The pilot program, approved by the Port Commission on Tuesday afternoon, will last for one year, at which time the Port will consider making it permanent. The effort is meant to help fishermen survive in the rocky fishing industry.
“We’re struggling just to keep our boat here,” said Giuseppe “Joe” Pennisi, who captains the fishing boat “Pioneer” out of San Francisco.
Pennisi and others who make their living fishing asked to sell fish from their boats so they could keep their businesses afloat. They said fish sales from their boats would not replace retail sales, but would potentially supplement the incomes of 43 licensed fishing boats at the wharf.
The Port heard an informational item on permanently allowing fishermen to sell fish straight from their boats at its July 11 meeting, but ultimately settled on a pilot program due to a number of concerns, including protecting the health and safety of the public and instituting similar regulations as retailers who sell fish must adhere to.
The Port will not provide direct oversight of fish sales at boats, thought it will dispense permits, which cost $225. Regulators overseeing various aspects of the fish sales include the California Department of Fish and Wildlife and the California Department of Food and Agriculture.
Michael Nerney, the Port’s maritime marketing manager, said prices won’t be regulated and it will be up to “fishers and buyers” to set fair market values. Fish can also be ordered online.
The permit fee is based on what other counties charge for similar permits, though it may be raised if it’s found to be inadequate to cover the cost of administering the program.
The Port may even subsidize the permit program for the “ongoing benefit of the fishing industry” if it’s found to be needed at the end of the pilot in October 2018, Nerney said.
Dan Strazzullo, owner of All Shores Seafood at Fisherman’s Wharf, was concerned about a level playing field between shops and direct sales.

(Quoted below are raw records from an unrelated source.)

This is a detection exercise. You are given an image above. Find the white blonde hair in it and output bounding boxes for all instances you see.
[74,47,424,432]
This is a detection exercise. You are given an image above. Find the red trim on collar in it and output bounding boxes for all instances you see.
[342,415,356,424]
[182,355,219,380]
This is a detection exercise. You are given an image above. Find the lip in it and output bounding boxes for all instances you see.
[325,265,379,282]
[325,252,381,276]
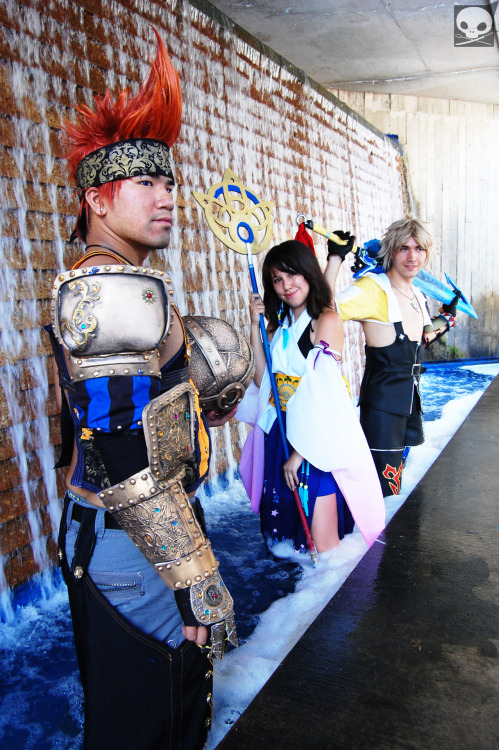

“We have no problem with anyone selling anything, as long as they follow the rules,” he told Port commissioners Tuesday. He noted his shop has fish from all over the world for sale.
Pennisi, by contrast, lauded the new program as a way to re-introduce locals to locally caught fish. His grandfather was also a fisherman in San Francisco in the early 1900s, he said, a tradition passed on through his family.
San Francisco used to play host to one of the largest fleets of fishing vessels on the West Coast, he said, and this program may help its last remnants of that tradition survive.
“This is part of San Francisco’s history,” he said. “I’d hate for it to be gone.”